Emergency Response Plans are never perfect but they go a long way in reducing confusion and mistakes. Plus the objectives outlined in Emergency Response Plans can provide bases for performance measurements so actual response activities can be objectively reviewed, operations be improved, and/or the plan tuned up.
I found it interesting in coming from an urban area to a rural area that the same sound organizational principles were being employed, although in the rural area far more tasks were delegated to DEM certified volunteer responders. The consistently effective driving force in both instances involved County or City Managers who were well qualified in emergency management and engaged all of the entity’s departments as well as allied agencies in comprehensive emergency planning and pre-incident exercises.
The importance of responses related to animals in emergencies can be undervalued by administrative types not fully trained in the various nuances associated with wide area emergencies and disasters. Animals have both economic and emotional value. A wide majority of animal owners indicated that they would put themselves at some personal risk (or greater risk) to protect their animals.
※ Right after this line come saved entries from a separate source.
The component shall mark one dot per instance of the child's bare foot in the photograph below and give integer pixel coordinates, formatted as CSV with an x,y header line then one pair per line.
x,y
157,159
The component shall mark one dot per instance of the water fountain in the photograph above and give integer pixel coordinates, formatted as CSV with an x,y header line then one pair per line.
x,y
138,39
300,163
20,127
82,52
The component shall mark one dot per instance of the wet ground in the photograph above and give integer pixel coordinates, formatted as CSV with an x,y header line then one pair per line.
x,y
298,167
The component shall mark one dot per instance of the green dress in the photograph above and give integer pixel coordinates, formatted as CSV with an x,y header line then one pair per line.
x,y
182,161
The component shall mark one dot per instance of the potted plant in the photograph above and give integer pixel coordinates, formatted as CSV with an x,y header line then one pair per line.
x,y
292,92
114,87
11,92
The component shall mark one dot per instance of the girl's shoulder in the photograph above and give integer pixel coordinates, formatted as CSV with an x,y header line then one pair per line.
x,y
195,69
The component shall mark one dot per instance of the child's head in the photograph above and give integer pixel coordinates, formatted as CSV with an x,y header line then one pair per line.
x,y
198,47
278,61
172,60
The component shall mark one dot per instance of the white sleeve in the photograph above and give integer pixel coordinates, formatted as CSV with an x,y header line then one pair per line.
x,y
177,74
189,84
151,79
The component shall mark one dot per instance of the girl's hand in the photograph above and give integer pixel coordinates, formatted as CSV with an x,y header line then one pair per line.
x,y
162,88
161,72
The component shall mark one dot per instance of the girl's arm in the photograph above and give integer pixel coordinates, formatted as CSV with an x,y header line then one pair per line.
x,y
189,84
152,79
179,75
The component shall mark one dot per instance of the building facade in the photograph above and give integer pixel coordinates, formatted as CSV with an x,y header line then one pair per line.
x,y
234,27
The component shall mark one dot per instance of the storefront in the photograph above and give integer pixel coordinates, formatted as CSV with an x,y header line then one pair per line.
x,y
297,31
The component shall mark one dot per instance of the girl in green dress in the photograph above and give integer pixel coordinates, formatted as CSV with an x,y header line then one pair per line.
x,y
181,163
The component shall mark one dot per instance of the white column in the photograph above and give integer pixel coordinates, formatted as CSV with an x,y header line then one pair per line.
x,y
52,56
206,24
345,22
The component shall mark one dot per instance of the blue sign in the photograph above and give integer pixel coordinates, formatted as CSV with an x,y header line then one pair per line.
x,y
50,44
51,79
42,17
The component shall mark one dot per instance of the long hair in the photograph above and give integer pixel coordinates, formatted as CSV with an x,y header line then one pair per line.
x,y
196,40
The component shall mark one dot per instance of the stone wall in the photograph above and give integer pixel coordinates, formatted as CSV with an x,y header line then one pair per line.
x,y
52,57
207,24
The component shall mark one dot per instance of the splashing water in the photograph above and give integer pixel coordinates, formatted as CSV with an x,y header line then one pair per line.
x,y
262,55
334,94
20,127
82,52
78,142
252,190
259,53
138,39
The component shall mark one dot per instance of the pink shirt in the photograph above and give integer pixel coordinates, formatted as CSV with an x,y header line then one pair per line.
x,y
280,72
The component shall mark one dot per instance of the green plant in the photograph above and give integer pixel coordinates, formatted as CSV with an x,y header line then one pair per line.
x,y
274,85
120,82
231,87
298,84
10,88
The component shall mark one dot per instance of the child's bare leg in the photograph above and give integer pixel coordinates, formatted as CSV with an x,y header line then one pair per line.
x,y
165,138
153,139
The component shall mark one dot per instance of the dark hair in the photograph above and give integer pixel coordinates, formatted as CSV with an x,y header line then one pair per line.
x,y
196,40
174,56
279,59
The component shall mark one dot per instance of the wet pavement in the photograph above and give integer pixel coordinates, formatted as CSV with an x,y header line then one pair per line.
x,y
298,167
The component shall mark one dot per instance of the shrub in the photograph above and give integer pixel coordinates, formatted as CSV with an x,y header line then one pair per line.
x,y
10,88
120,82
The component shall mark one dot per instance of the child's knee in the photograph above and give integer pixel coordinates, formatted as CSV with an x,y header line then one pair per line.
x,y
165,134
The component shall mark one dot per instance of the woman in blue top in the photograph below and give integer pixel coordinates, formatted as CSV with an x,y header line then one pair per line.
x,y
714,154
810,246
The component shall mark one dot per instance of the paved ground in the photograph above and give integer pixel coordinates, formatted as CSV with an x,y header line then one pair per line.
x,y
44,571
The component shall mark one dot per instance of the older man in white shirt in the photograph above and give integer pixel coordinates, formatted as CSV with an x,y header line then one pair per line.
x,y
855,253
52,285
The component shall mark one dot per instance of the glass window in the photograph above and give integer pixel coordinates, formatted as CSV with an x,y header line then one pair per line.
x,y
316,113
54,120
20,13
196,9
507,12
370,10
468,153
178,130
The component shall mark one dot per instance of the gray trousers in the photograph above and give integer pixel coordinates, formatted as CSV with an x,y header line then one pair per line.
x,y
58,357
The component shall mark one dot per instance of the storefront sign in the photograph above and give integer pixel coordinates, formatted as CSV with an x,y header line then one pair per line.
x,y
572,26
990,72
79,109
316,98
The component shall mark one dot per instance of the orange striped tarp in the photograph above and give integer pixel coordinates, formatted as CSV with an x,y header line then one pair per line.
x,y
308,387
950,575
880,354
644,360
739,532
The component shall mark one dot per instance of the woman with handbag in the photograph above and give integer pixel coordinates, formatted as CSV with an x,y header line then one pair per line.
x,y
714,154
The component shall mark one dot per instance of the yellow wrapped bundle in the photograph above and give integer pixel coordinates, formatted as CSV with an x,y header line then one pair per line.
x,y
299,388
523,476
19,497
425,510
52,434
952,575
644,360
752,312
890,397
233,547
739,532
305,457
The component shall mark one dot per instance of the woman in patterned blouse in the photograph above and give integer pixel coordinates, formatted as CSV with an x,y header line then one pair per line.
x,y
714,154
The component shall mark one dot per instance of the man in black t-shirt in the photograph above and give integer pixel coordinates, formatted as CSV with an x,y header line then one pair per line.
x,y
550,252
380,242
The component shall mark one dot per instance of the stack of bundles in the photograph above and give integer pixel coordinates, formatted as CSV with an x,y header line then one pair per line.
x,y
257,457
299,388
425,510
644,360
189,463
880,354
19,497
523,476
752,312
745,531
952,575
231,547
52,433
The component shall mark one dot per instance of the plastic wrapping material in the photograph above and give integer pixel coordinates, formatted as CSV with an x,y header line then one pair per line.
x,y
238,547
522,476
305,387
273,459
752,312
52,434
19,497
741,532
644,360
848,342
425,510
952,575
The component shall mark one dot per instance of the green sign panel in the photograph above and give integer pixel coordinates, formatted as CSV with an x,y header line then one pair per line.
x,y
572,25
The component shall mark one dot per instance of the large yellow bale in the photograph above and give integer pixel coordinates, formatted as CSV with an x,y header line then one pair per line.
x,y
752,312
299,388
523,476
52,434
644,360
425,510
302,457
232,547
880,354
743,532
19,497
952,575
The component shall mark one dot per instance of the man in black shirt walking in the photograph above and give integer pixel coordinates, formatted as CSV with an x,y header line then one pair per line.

An amazing number of Americans will put themselves at some personal risk to save animals that they don’t own but that they perceive as being someone’s pet or personal “back yard” livestock. Emergency Plans must recognize these human behaviors and utilize available resources as efficiently as possible to prevent animal emergencies from evolving into human emergencies, that in turn result in the diversion of public safety resources and increased risks to public safety personnel.
Integrating effective animal management into emergency plans is not just a humane gesture. An effective model ultimately makes the best use of resources, produces operations that are more predictable and effective, minimizes risks to animals, the public, public safety personnel and animal control officers, and provides a higher level of service to the public for the tax dollar spent.
Besides, the citizen-taxpayers should be able to expect results, not excuses.